Treat MCP servers like API endpoints: authenticate with OAuth 2.1, authorize with fine-grained scopes, log every request, rate-limit by agent identity. Docker's MCP Gateway provides an open-source enforcement layer.
Implement agent RBAC with dynamic, context-aware privileges. Treat agents as Non-Human Identities. Time-bound credentials, auto-de-escalate when idle, require human-in-the-loop for high-risk operations.
Non-deterministic systems need runtime monitoring. Track every tool call, flag anomalies, set circuit breakers, implement kill switches. OWASP calls this "Strong Observability" — it's non-negotiable.
OWASP published a dedicated Top 10 for Agentic Applications 2026 identifying risks across four attack layers: model, tool ecosystem, memory architecture, and multi-agent mesh.
Gartner predicts 40% of enterprise apps will embed AI agents by end of 2026, up from <5% in 2025. The teams that build security in now won't be scrambling later.

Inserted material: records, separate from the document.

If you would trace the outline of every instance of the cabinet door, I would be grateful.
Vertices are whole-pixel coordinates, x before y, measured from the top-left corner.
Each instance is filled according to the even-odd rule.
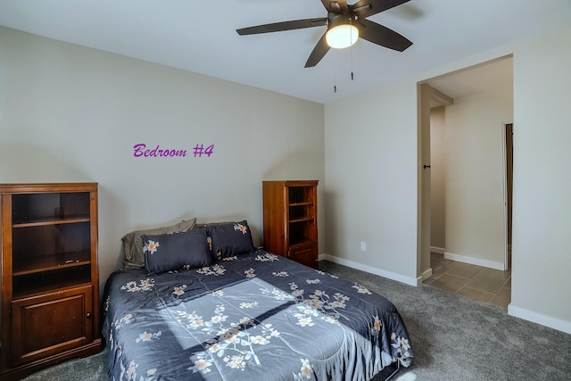
[[[317,253],[314,244],[298,244],[290,246],[289,259],[304,264],[305,266],[317,269]]]
[[[90,285],[13,301],[12,365],[91,343],[92,294]]]

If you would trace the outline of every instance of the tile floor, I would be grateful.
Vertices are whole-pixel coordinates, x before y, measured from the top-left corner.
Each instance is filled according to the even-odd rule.
[[[444,259],[431,253],[433,274],[425,285],[505,309],[511,301],[511,271],[501,271],[482,266]]]

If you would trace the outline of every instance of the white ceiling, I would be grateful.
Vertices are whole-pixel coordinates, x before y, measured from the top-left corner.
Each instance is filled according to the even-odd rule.
[[[323,104],[571,25],[571,1],[410,0],[369,18],[409,49],[360,39],[308,69],[326,27],[236,32],[326,16],[319,0],[0,0],[0,25]]]

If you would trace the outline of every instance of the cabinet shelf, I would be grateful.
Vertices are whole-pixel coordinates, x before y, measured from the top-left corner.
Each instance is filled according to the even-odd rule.
[[[28,260],[21,263],[14,261],[12,271],[12,275],[14,277],[75,266],[83,266],[91,263],[91,253],[88,251],[79,253],[62,253],[41,257],[28,255],[26,258]]]
[[[262,182],[266,250],[317,268],[317,180]]]
[[[313,202],[306,201],[302,203],[290,203],[289,206],[302,206],[302,205],[312,205]]]
[[[314,218],[311,217],[302,217],[300,219],[290,219],[289,223],[290,224],[294,224],[296,222],[305,222],[305,221],[312,221],[314,219]]]
[[[0,184],[0,379],[101,351],[97,188]]]

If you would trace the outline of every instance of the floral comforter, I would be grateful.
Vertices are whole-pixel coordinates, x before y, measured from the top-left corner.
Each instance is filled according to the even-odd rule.
[[[152,277],[115,271],[103,314],[114,381],[368,380],[412,357],[385,298],[261,250]]]

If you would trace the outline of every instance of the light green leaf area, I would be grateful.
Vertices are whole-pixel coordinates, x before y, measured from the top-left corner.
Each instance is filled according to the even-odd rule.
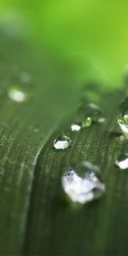
[[[1,1],[1,20],[54,58],[72,65],[79,81],[119,86],[128,62],[127,1]]]

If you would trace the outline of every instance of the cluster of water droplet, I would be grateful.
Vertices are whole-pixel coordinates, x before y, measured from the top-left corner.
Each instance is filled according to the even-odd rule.
[[[105,191],[98,167],[88,161],[83,162],[78,170],[71,168],[63,173],[61,183],[68,197],[80,204],[101,197]]]
[[[71,125],[72,131],[79,131],[90,127],[93,123],[104,122],[102,111],[95,104],[82,104],[78,109],[77,121]],[[66,135],[57,137],[54,141],[55,149],[67,149],[72,140]],[[75,168],[70,168],[61,176],[61,184],[65,193],[74,202],[84,204],[102,196],[105,184],[101,179],[99,168],[84,161]]]
[[[117,116],[117,123],[119,125],[122,132],[125,135],[125,139],[127,140],[128,135],[128,97],[126,97],[119,108],[119,113]],[[115,165],[120,170],[128,169],[128,150],[125,147],[125,151],[116,160]]]

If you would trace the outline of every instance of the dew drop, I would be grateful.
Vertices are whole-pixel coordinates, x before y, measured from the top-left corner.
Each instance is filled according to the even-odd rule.
[[[87,117],[82,121],[81,126],[82,128],[90,127],[91,124],[92,124],[91,119],[90,117]]]
[[[81,126],[79,124],[73,124],[71,125],[72,131],[80,131],[80,129],[81,129]]]
[[[120,155],[115,161],[115,165],[121,170],[128,169],[128,153]]]
[[[27,100],[27,94],[20,86],[12,86],[9,90],[9,97],[14,102],[24,102]]]
[[[105,191],[98,167],[88,161],[84,162],[77,171],[71,168],[63,173],[61,184],[70,200],[80,204],[100,198]]]
[[[123,132],[128,134],[128,97],[119,106],[117,123]]]
[[[64,135],[59,136],[54,141],[54,148],[55,149],[67,149],[71,143],[72,141],[68,137]]]

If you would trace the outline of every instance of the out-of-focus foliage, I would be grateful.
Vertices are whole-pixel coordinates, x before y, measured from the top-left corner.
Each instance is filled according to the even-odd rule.
[[[19,31],[71,64],[79,80],[118,85],[128,61],[126,0],[1,0],[0,9],[1,22],[20,24]]]

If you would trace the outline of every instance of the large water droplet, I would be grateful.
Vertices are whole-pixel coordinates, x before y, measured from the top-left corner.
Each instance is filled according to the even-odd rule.
[[[71,143],[72,141],[68,137],[62,135],[55,139],[54,147],[55,149],[66,149],[70,146]]]
[[[115,164],[121,170],[128,169],[128,153],[125,153],[124,154],[120,155],[115,161]]]
[[[105,184],[99,170],[90,162],[84,162],[78,171],[72,168],[61,177],[64,191],[74,202],[84,204],[102,196]]]
[[[117,122],[125,133],[128,133],[128,97],[119,106]]]
[[[20,86],[11,86],[9,90],[9,96],[17,102],[23,102],[27,100],[27,94]]]

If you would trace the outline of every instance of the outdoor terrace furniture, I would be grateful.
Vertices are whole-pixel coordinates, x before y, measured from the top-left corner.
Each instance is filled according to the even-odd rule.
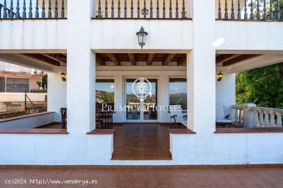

Run the Corey Quinn test: would you be comfortable running this agent in an AWS account called "Superfund"? If not, your sandbox isn't good enough.
Security Is a Guardrail, Not a Gate.
Build it into the agent lifecycle, not at the end of it. Every unaudited agent in production is an unmonitored identity with broad access. Start with one sandbox, one allowlist, one circuit breaker. Then scale.